The Story You Can Tell to Triple Your New Client Wins
A few weeks ago a client said to me, "In this economy, I don't think we’ll ever be able to get ahead. It's been nearly impossible to get new clients to sign on, and I think it will be for some time to come. My team feels flat. It’s been a huge challenge to keep them motivated. And I understand why...it's just so hard out there."
We talked about it. The conversation went like this:
Client: My team seems like they’re running at 50% energy because no matter what they do, there’s just not the return on the other end for their efforts like there used to be.
Mike: You won a few new clients recently, though, right?
Client: Well, yes, but it’s been a huge effort to win them.
Mike: I understand. Now that you won them, how have the engagements been going?
Client: We’ve already returned all of our fees at least threefold to both of the clients we won last quarter. And it’s looking like they’ll both be signing on for larger engagements.
Mike: Great to hear! So have your competitors won new clients lately as well?
Client: Not as many as years past, but you know our industry is so fragmented that we have more competitors than most businesses. They wouldn’t survive at all if there weren’t at least some new clients signing on with most of them.
Mike: Let’s get an estimate then.
(Client lists off competitor after competitor and mentions the names of actual clients they’ve won recently.)
Mike: OK, then, let me stop you there. If you even won a fifth of those, that’s more new clients than you could even handle in a quarter.
Client: Of course, if we won them, that would be overwhelming to us. There’s no way we could keep up with that much work.
Mike: Assume for a minute that your team wasn’t feeling sluggish or defeated.
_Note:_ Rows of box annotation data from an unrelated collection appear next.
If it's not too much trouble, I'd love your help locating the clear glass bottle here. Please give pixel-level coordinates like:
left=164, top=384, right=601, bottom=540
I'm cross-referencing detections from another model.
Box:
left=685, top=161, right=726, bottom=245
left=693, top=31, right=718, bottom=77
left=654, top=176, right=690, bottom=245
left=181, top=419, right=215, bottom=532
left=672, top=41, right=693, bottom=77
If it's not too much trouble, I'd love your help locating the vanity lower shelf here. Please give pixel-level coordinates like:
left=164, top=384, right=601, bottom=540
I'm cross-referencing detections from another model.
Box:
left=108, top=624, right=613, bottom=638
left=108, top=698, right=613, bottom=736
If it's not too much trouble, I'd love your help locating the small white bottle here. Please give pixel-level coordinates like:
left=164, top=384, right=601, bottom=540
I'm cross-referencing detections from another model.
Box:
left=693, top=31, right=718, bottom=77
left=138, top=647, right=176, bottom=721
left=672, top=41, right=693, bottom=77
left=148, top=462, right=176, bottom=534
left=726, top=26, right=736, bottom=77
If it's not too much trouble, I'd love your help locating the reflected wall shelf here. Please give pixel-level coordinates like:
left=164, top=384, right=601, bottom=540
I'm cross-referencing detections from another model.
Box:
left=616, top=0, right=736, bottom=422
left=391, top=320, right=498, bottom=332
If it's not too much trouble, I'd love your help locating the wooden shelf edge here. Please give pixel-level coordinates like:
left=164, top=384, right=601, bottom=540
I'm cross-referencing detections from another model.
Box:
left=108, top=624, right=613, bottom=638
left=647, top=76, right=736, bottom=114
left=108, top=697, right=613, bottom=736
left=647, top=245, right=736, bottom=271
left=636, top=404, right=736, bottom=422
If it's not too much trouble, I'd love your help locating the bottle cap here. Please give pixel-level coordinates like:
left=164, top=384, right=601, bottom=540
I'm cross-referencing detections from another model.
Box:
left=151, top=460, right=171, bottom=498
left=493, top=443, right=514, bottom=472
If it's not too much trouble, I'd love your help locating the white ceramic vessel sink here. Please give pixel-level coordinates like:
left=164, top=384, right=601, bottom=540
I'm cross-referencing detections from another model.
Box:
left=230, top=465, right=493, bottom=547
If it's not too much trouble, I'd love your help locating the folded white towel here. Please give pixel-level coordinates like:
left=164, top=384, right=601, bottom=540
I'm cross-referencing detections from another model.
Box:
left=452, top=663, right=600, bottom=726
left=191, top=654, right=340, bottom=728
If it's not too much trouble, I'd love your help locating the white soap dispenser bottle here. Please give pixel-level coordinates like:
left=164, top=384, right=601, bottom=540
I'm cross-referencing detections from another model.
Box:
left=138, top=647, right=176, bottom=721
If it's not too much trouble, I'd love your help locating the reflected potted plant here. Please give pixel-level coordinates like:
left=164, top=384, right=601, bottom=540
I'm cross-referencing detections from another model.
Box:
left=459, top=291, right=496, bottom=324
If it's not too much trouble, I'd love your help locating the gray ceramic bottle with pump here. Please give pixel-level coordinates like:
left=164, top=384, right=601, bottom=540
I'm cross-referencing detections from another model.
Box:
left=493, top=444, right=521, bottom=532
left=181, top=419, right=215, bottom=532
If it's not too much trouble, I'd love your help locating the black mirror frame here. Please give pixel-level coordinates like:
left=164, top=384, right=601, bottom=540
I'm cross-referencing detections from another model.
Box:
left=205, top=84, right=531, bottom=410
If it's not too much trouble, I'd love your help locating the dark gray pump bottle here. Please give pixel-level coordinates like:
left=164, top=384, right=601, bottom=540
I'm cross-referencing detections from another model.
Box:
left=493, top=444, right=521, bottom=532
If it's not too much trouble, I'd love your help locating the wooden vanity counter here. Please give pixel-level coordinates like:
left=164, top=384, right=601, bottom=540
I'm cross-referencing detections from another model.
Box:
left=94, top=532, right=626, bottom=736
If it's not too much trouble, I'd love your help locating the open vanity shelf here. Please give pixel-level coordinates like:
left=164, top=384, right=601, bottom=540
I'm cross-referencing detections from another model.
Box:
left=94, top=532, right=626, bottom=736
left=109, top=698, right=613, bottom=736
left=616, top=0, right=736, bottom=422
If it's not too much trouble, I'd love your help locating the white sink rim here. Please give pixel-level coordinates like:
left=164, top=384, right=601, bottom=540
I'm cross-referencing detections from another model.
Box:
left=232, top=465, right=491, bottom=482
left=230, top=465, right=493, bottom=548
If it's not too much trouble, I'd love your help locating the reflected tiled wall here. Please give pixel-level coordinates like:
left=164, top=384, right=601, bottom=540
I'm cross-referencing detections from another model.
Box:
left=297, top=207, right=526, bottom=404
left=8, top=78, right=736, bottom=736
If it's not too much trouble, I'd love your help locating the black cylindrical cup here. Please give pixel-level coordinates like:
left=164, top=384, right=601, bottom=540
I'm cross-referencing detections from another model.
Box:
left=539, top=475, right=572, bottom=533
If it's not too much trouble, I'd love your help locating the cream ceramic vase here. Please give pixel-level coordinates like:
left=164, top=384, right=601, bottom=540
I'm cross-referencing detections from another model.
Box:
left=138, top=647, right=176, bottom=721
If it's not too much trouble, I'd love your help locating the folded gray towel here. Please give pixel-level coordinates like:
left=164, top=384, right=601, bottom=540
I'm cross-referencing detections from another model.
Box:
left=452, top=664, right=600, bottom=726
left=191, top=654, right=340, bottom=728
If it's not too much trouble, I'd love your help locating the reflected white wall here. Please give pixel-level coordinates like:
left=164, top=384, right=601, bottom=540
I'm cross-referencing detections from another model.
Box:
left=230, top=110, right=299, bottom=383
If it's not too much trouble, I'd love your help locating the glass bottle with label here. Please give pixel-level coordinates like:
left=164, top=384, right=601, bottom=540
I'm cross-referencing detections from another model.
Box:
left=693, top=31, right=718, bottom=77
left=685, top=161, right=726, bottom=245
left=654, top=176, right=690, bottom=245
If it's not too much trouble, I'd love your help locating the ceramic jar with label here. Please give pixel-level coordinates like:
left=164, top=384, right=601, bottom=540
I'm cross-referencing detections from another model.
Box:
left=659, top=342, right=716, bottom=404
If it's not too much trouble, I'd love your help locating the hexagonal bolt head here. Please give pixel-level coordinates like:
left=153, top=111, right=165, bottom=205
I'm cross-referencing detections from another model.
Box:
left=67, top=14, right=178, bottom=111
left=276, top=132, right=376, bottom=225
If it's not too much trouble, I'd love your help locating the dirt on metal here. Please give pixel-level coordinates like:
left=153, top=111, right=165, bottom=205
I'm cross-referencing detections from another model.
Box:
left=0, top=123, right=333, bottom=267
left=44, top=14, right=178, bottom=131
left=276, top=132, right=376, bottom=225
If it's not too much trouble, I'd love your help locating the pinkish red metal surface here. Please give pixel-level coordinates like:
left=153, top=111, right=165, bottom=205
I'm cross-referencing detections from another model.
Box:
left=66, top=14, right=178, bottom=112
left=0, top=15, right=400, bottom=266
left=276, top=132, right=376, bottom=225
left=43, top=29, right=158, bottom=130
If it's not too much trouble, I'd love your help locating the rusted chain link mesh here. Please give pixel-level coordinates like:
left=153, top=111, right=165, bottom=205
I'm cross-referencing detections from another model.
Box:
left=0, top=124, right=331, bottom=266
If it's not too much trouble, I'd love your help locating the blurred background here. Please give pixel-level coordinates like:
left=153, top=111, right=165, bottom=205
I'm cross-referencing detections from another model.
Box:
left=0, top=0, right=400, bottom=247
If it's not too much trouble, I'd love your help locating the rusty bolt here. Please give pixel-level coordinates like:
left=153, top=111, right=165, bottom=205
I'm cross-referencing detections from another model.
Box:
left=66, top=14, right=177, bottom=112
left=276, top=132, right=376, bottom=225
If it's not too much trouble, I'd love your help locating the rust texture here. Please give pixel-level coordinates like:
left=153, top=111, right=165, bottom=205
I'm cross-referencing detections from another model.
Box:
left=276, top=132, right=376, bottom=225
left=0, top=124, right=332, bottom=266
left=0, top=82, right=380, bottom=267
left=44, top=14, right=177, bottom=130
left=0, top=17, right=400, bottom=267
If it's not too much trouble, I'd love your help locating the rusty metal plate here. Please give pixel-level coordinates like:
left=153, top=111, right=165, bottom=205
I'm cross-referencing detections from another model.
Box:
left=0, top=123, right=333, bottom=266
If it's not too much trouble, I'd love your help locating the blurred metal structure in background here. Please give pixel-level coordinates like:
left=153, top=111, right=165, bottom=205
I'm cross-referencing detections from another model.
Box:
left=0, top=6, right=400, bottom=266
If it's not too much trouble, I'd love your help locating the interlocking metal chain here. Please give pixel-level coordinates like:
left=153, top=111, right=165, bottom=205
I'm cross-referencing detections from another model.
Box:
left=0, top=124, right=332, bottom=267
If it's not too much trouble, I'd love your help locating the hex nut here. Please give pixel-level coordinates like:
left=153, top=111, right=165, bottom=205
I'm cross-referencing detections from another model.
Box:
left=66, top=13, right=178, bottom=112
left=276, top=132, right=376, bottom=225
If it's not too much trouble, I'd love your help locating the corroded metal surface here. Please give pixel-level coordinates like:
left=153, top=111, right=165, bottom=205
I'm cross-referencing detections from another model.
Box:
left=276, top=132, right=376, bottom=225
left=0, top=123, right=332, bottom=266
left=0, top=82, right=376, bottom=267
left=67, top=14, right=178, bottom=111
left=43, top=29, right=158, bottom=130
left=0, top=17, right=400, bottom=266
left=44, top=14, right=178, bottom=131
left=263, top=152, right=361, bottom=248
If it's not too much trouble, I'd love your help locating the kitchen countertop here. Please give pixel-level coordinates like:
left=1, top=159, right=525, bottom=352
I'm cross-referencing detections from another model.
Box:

That each individual on the team was as motivated as you’ve ever seen them to go out and win clients. That they believed great success was just around the corner waiting to be had, and all they needed to do was go make it happen.
Client: The change in the business would be dramatically positive. If we could get that done, we’d be growing like a weed.
Mike: So what you’re saying is that new clients are giving business to your competitors all around you, and, even though the circumstances are different in the market than they were three years ago, there’s still more business out there right now—today—than you could possibly handle. And to get those clients, all you need to do is to get the team performing as well as you’ve seen them perform in the past?
Client: When you put it that way…
As we continued talking, the client told me that if he could put it to his team this way he thinks that he could get them focused and excited again about the possibilities. "New clients were out there just waiting to be won…we have a great story that the market needs to hear…it’s up to us to get it done, and we can do it!"
Yes, he needed to put it this way to his team, but the first person he had to put it this way to was himself. Before he could get the team to focus again on the success they could have versus the failure that was obviously looming in front of him, he had to see it himself.
For as long as he told himself the stories of doom, sluggish, can’t, won’t, and unable, these were the stories that would come true.
What do you think would happen if you changed the story you tell yourself?
Or if everyone on your team changed theirs?